The tone of his speech was somber. Mr. Soros recognized that the cause he was advocating for had suffered major setbacks. He expressed doubts about the impeachment process and admitted that President Trump could be re-elected. However, Mr. Soros told his audience that giving into despair would be a mistake. He called for a long-term strategy.

Mr. Soros’ choice of partnership for this new venture is even more puzzling—Bard College. It isn’t a prominent American institution. It’s a small artsy school in upstate New York, known for its mercurial president—Leon Botstein.

He has been the president of Bard for several decades. Botstein has also pursued a side career as an orchestra conductor. He often plays the role of a public intellectual, sharing his opinion on practically any subject as long is it captures headlines. Botstein also plays a major role in the OSF and the Central European University created by Mr. Soros.

However, choosing a small liberal arts school with limited resources for a major venture is puzzling.

What could have prompted this unlikely partnership? Mr. Soros’s speech provides some insights into his motivations. As the speech indicates, Mr. Soros is aware that the wind is no longer at his back and that the road ahead will be uphill. His educational initiative is his answer to the challenges he sees in the future. In other words, his primary motivation is a long-term strategy to achieve his political goals.

These political goals emerge from the ideological vision of open society that Mr. Soros adopted a long time ago. Popularized by Karl Popper, an Austrian philosopher, the ideology of an open society was a response to communism in the Cold War. Yet Mr.

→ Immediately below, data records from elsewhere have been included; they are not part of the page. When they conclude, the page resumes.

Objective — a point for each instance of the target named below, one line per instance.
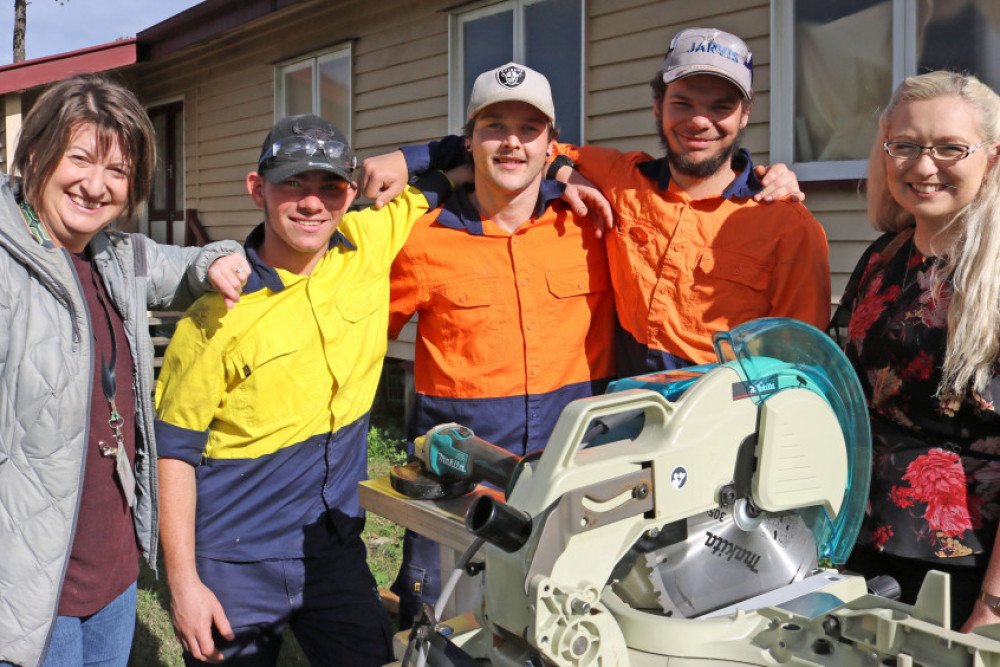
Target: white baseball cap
(512, 83)
(709, 51)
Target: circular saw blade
(720, 564)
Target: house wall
(400, 69)
(399, 89)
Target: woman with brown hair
(77, 457)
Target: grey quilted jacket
(46, 369)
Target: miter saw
(691, 517)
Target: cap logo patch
(718, 49)
(511, 77)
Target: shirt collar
(460, 213)
(746, 183)
(263, 275)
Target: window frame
(313, 61)
(456, 51)
(783, 84)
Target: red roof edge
(39, 71)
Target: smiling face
(86, 192)
(700, 119)
(509, 144)
(933, 191)
(301, 213)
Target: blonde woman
(923, 337)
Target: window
(319, 85)
(835, 64)
(545, 35)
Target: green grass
(154, 643)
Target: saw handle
(498, 523)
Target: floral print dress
(936, 461)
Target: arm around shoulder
(801, 281)
(178, 276)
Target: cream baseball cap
(512, 83)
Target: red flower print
(935, 311)
(920, 368)
(951, 520)
(937, 478)
(901, 496)
(869, 308)
(881, 536)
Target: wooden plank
(403, 93)
(441, 520)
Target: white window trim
(456, 69)
(312, 60)
(904, 63)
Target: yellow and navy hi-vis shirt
(270, 400)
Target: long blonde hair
(972, 252)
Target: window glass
(297, 89)
(489, 43)
(177, 120)
(960, 36)
(844, 58)
(553, 47)
(335, 89)
(158, 195)
(843, 74)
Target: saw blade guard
(760, 351)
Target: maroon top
(105, 558)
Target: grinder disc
(412, 481)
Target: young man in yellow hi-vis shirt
(263, 418)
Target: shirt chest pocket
(464, 323)
(578, 281)
(360, 302)
(265, 381)
(729, 288)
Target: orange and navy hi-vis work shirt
(684, 268)
(511, 326)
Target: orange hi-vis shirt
(511, 326)
(684, 268)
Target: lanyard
(108, 385)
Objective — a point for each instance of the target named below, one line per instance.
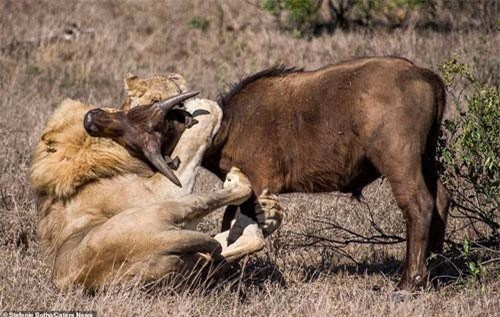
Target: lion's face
(150, 122)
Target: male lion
(107, 211)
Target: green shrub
(470, 146)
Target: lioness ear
(131, 82)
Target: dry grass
(38, 69)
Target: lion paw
(239, 184)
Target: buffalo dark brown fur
(339, 128)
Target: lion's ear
(178, 80)
(131, 82)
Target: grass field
(50, 50)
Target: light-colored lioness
(107, 215)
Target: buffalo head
(150, 131)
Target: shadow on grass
(388, 267)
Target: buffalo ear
(100, 123)
(182, 116)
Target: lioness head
(150, 122)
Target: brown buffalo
(340, 128)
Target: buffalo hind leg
(440, 212)
(407, 181)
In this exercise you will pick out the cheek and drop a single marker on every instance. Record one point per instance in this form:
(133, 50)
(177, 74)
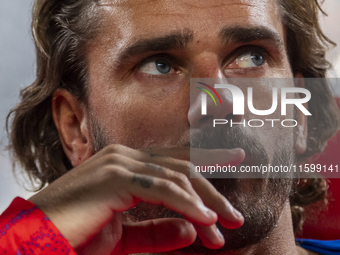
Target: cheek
(139, 121)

Soros has remained committed to this ideological vision. He has become its chief and only advocate. He turned open society into his personal ideology and created an organization to promote it.

Bard has never had much success with its endowment, particularly in the current economy. The incorporation of Bard into the OSUN solves this issue with a pen stroke. The price, of course, will be Bard’s loss of independence, despite assurances made by Botstein. Further, Botstein is likely to serve as the chancellor for the OSUN.

The motivation for creating the OSUN is political. The OSUN will use education as a tool for ideological and political purposes—to advance and promote the vision and ideology of open society. Combining education with ideological and political goals can amount to indoctrination.

The creation of the OSUN is designed to benefit Soros and Botstein, who are the principal architects of this network. The real losers will be the college and its faculty, who have not been consulted nor involved in any way in the discussions of this deal. The parents and students who will be lured into this new network will also be among the losers. The “education” that OSUN promises will serve primarily to indoctrinate students into the ideology of open society and make them into warriors for Soros’s political ambitions.